En effet, il s’en chargea, loua les hommes et les paya lui-même. Ce fut une dette nouvelle contractée envers lui. M. Bertin offrit bien de le payer en blé, mais il refusa : ça ne lui allait guère ; il ne tenait pas ménage ; il n’était d’ailleurs point pressé d’argent. Cependant, M. Bertin commençait à se gratter l’oreille et à n’être point à l’aise lorsqu’il songeait à sa situation vis-à-vis de Michel. Quant à Lucie, elle exigeait de son amant qu’il prit patience, car la plaie faite par la mort de sa sœur était encore si vive, qu’elle redoutait de causer une affliction nouvelle à ses parents.
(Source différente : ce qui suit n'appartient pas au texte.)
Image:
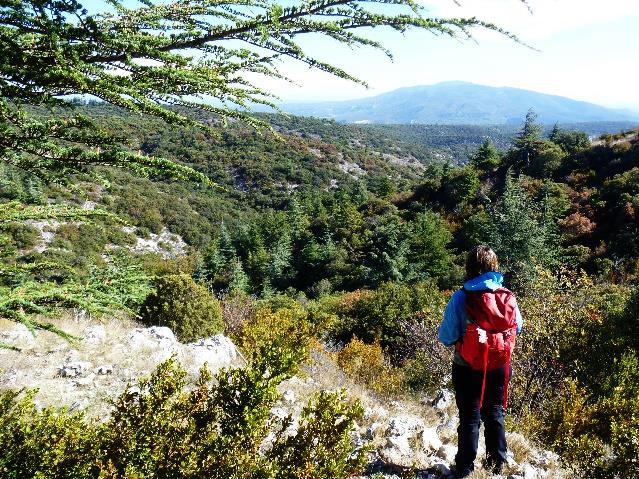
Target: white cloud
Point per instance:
(548, 17)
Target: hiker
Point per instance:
(481, 320)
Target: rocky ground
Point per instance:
(410, 438)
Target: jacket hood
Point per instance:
(491, 280)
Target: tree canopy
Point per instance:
(160, 59)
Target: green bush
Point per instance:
(186, 307)
(216, 429)
(385, 313)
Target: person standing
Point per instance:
(481, 320)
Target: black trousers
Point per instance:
(467, 383)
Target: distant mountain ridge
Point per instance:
(460, 103)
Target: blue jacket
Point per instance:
(455, 316)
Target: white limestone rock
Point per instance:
(431, 440)
(217, 352)
(94, 334)
(289, 397)
(447, 453)
(74, 369)
(443, 399)
(19, 335)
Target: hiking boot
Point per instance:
(493, 466)
(458, 474)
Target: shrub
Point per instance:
(366, 363)
(184, 306)
(383, 314)
(428, 362)
(215, 429)
(286, 325)
(43, 443)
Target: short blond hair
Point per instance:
(481, 259)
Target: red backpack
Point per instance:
(489, 339)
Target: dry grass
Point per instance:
(37, 365)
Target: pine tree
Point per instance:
(523, 234)
(160, 59)
(487, 157)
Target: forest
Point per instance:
(303, 232)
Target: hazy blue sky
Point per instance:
(585, 49)
(588, 50)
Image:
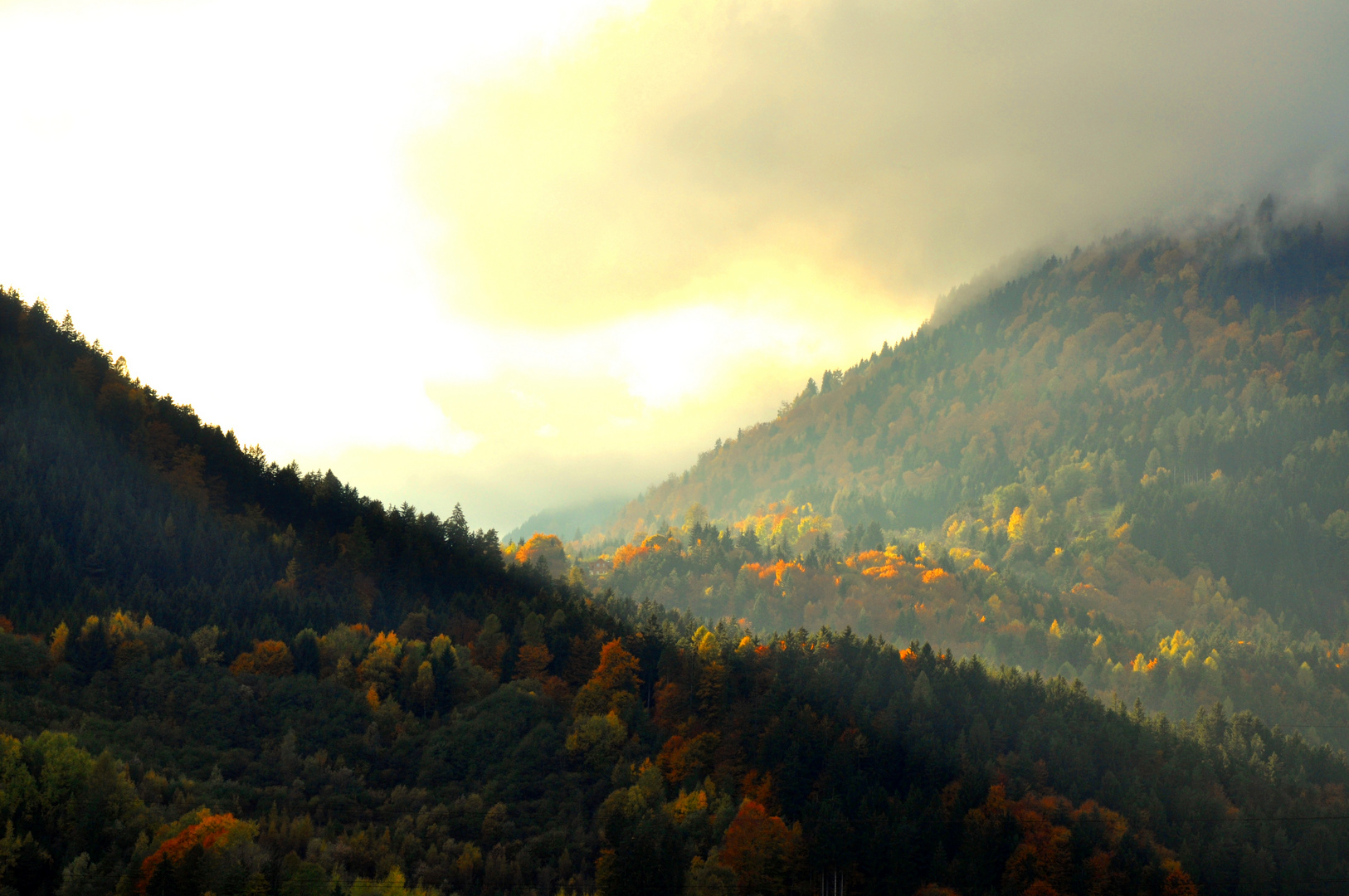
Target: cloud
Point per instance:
(887, 150)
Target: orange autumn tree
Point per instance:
(761, 849)
(544, 548)
(209, 833)
(534, 656)
(613, 684)
(267, 657)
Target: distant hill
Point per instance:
(1129, 465)
(568, 523)
(1205, 375)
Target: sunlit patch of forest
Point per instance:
(1128, 467)
(223, 675)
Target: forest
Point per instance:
(222, 675)
(1128, 467)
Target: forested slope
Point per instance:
(220, 675)
(1206, 379)
(1129, 465)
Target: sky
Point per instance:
(525, 254)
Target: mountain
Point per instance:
(569, 521)
(1128, 465)
(223, 675)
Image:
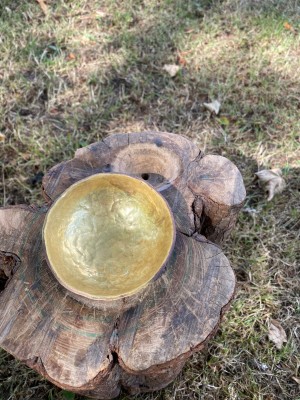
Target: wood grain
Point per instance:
(139, 344)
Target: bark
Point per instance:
(138, 345)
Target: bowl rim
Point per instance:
(158, 273)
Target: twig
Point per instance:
(43, 6)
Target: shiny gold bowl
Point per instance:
(107, 236)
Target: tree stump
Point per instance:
(139, 345)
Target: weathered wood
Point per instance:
(205, 193)
(138, 345)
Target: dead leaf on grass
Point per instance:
(171, 69)
(213, 107)
(276, 333)
(273, 181)
(43, 6)
(71, 56)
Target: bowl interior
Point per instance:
(108, 235)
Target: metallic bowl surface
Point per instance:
(107, 236)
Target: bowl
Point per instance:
(107, 236)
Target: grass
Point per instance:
(93, 68)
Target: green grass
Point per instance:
(94, 68)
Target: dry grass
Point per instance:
(88, 70)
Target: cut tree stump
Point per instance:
(137, 346)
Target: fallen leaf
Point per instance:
(288, 26)
(181, 60)
(297, 380)
(71, 56)
(171, 69)
(43, 6)
(273, 181)
(213, 107)
(224, 121)
(276, 334)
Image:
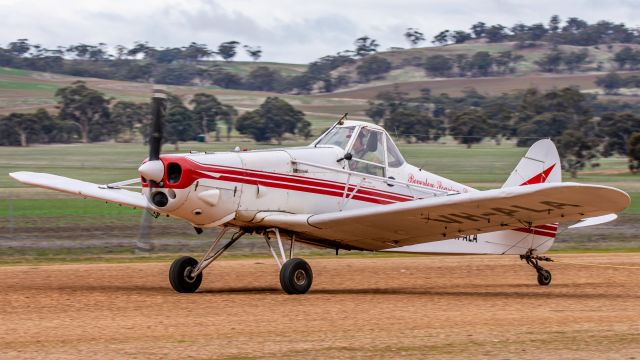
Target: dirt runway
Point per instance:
(409, 307)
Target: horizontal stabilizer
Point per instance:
(597, 220)
(81, 188)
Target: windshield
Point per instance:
(338, 136)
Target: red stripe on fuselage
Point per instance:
(193, 171)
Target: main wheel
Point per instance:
(296, 276)
(180, 275)
(544, 277)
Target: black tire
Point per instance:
(296, 276)
(179, 278)
(544, 277)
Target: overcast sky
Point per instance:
(294, 31)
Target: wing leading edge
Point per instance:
(413, 222)
(81, 188)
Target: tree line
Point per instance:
(574, 31)
(188, 65)
(87, 115)
(582, 127)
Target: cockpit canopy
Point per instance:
(370, 146)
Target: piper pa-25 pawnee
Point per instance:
(350, 189)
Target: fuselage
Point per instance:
(211, 189)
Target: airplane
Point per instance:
(350, 189)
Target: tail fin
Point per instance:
(541, 164)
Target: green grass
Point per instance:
(634, 208)
(18, 85)
(243, 68)
(14, 72)
(61, 207)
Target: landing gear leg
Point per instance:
(296, 276)
(185, 274)
(544, 275)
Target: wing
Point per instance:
(82, 188)
(434, 219)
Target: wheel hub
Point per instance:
(300, 277)
(187, 274)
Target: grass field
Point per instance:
(78, 227)
(35, 216)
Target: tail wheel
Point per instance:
(180, 275)
(296, 276)
(544, 277)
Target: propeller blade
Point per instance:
(158, 112)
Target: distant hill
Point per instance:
(408, 73)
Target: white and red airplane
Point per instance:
(350, 189)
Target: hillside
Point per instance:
(407, 71)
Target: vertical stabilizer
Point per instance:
(541, 164)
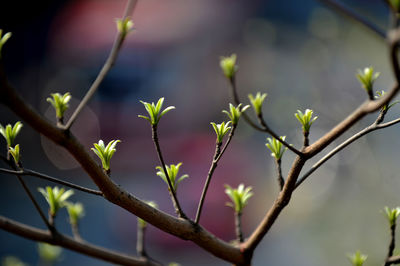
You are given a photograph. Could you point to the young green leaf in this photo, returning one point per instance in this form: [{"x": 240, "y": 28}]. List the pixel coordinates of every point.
[
  {"x": 221, "y": 130},
  {"x": 239, "y": 197},
  {"x": 56, "y": 198},
  {"x": 392, "y": 214},
  {"x": 276, "y": 147},
  {"x": 154, "y": 111},
  {"x": 172, "y": 172},
  {"x": 10, "y": 132},
  {"x": 234, "y": 113},
  {"x": 3, "y": 39},
  {"x": 367, "y": 78},
  {"x": 228, "y": 65},
  {"x": 60, "y": 103},
  {"x": 257, "y": 102},
  {"x": 105, "y": 153},
  {"x": 75, "y": 212},
  {"x": 306, "y": 119},
  {"x": 15, "y": 153},
  {"x": 357, "y": 259},
  {"x": 124, "y": 26}
]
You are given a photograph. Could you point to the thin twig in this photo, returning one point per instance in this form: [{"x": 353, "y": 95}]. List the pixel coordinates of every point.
[
  {"x": 36, "y": 234},
  {"x": 238, "y": 227},
  {"x": 392, "y": 243},
  {"x": 340, "y": 8},
  {"x": 343, "y": 145},
  {"x": 281, "y": 181},
  {"x": 37, "y": 207},
  {"x": 264, "y": 127},
  {"x": 217, "y": 156},
  {"x": 140, "y": 241},
  {"x": 105, "y": 69},
  {"x": 175, "y": 201},
  {"x": 52, "y": 179}
]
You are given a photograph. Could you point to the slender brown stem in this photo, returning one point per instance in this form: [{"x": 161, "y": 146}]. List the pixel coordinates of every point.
[
  {"x": 105, "y": 69},
  {"x": 172, "y": 192},
  {"x": 280, "y": 179},
  {"x": 340, "y": 8},
  {"x": 217, "y": 156},
  {"x": 238, "y": 227},
  {"x": 140, "y": 243},
  {"x": 344, "y": 144},
  {"x": 306, "y": 140},
  {"x": 181, "y": 228},
  {"x": 264, "y": 127},
  {"x": 36, "y": 234},
  {"x": 49, "y": 225},
  {"x": 52, "y": 179}
]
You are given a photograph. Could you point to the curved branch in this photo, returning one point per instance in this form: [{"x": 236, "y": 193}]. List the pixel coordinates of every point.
[
  {"x": 264, "y": 127},
  {"x": 181, "y": 228},
  {"x": 340, "y": 8},
  {"x": 52, "y": 179},
  {"x": 36, "y": 234},
  {"x": 104, "y": 70},
  {"x": 343, "y": 145},
  {"x": 365, "y": 108}
]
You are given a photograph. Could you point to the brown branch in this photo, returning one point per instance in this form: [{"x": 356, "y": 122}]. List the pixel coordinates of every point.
[
  {"x": 217, "y": 156},
  {"x": 340, "y": 8},
  {"x": 36, "y": 234},
  {"x": 264, "y": 127},
  {"x": 365, "y": 108},
  {"x": 179, "y": 227},
  {"x": 171, "y": 190},
  {"x": 280, "y": 179},
  {"x": 52, "y": 179},
  {"x": 280, "y": 203},
  {"x": 105, "y": 69},
  {"x": 343, "y": 145}
]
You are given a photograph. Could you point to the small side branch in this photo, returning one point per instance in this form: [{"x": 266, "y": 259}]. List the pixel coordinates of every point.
[
  {"x": 344, "y": 144},
  {"x": 264, "y": 127},
  {"x": 238, "y": 227},
  {"x": 36, "y": 234},
  {"x": 281, "y": 181},
  {"x": 217, "y": 156},
  {"x": 52, "y": 179},
  {"x": 340, "y": 8},
  {"x": 175, "y": 201},
  {"x": 105, "y": 69}
]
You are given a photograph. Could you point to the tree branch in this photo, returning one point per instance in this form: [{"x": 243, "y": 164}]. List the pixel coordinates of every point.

Au commencement de septembre, on publia les bans de Cadet Mourillon avec Gène. Heureuse du bonheur qu’elle donnait, la douce et charmante fiancée vint avec son père prier à sa noce la famille Bertin, apportant pour présent, selon l’usage, un beau gâteau. M. et Mme Bertin déclinèrent tristement l’invitation, mais il fut convenu que Lucie assisterait au mariage de son amie. Les deux jeunes filles passèrent ensuite au jardin et se promenèrent en causant dans l’allée.

— Eh bien ! dit Gène avec un doux sourire et un soupir étouffé, me voilà mariée tout à l’heure, et vous ?

— Moi, je ne sais, répondit tristement Lucie.

— Vous devriez le savoir.

— Je n’ose pas, chère amie. Ma pauvre mère pleure encore tous les jours.